# Dew Vault Secret Manager

Dew Vault is a secret manager for your projects. It helps you keep secrets out of
version control by storing each secret as an encrypted file under `.project/vault`.
By default the vault password is stored in `.project/secrets/dew.vault.password`.

## Config

Vault settings live in `.project/dew.yaml` under `dew.vault`.

```yaml
dew:
  vault:
    password_file: .project/secrets/dew.vault.password
    storage_dir: .project/vault
    generators:
      postgres_password:
        type: random_password
        description: Generate random PostgreSQL passwords.
        config:
          length: 64
          include_symbols: true
      jwt_secret:
        type: random_token
        description: Generate JWT signing secrets.
        config:
          encoding: base64
          bytes: 48
      service_uuid:
        type: uuid_v4
        description: Generate stable-looking unique IDs.
```

`generators` maps a generator name (for example `postgres_password`) to a built-in
generator definition. Values under `config` are defaults and can be overridden per
run or stored in secret rotation metadata.

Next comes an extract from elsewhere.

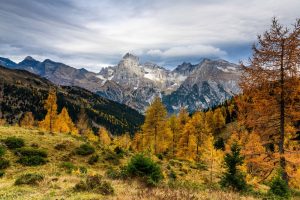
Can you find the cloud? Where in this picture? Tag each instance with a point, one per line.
(87, 33)
(184, 51)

Built-in generator types are resolved inside Dew, so secrets can be generated
without depending on host binaries.

## Commands

Most commands support `--format [default|json]` (default is `default`) for
machine-friendly automation.

### Initialize Vault

Initialize the vault storage and metadata.

```bash
dew vault init

dew vault init --password-file .project/secrets/dew.vault.password
```

### List all secrets

List stored secrets.

```bash
dew vault list
dew vault list --format json
```

### Set a secret

`set` stores or replaces a secret and optional metadata.

```bash
dew vault set <secret-name> # Prompts for secret value
dew vault set <secret-name> --env ENV_VAR_NAME # Uses value from environment variable
dew vault set <secret-name> --file /path/to/secret.txt # Uses value from file
echo "secret value" | dew vault set <secret-name> # Uses piped stdin

# Include metadata for automated rotation requirements
dew vault set DB_PASSWORD --metadata '{"rotation":{"enabled":true,"generator":"postgres_password","length":64}}'
dew vault set DB_PASSWORD --metadata-file .project/vault/db_password.meta.json
```

### Get a secret

`get` retrieves a secret by name.

```bash
dew vault get <secret-name>
dew vault get <secret-name> --format json
```

### Update a secret

`update` patches secret metadata and/or value. Omit value source flags to edit
metadata only.

```bash
dew vault update <secret-name> --env ROLLED_PASSWORD
dew vault update <secret-name> --metadata '{"rotation":{"enabled":false}}'
dew vault update <secret-name> --metadata-file .project/vault/db_password.meta.json
```

### Rename a secret

`rename` changes a secret identifier while preserving value and metadata.

```bash
dew vault rename OLD_NAME NEW_NAME
dew vault rename OLD_NAME NEW_NAME --format json
```

### Generate a secret value

`generate` runs a built-in generator without writing to the vault by default.

```bash
dew vault generate postgres_password --length 64 --include_symbols
dew vault generate jwt_secret --bytes 64 --encoding base64
dew vault generate postgres_password --service payments --username app_user --format json
```

Pipe generated output directly into `set` when needed:

```bash
dew vault generate postgres_password --service payments | dew vault set DB_PASSWORD
```

### Rotate secrets

`rotate` rewraps secrets with a new vault password when run without a name.
When run with a secret name, it rotates only that secret. For a secret with rotation
metadata (`rotation.enabled: true` and `rotation.generator`), Dew invokes that
configured built-in generator using the provided rotation values.

```bash
dew vault rotate
dew vault rotate <secret-name>
dew vault rotate <secret-name> --format json
```

### Delete a secret

`delete` removes a secret and metadata from the vault.

```bash
dew vault delete <secret-name>
dew vault delete <secret-name> --format json
```

### Metadata format for rotation-aware secrets

Attach arbitrary metadata and include rotation policy details. Example shape:

```json
{
  "rotation": {
    "enabled": true,
    "generator": "postgres_password",
    "service": "payments",
    "username": "app_user",
    "length": 64
  },
  "notes": "Rotate monthly and update app config via sidecar"
}
```

Rotation flow:

1. Define a built-in generator in `dew.yaml` under `dew.vault.generators`.
2. Attach `rotation.generator` and generator args to the secret metadata.
3. Run `dew vault rotate <secret-name>` to rotate one secret, or `dew vault rotate`
   to rotate all configured secrets.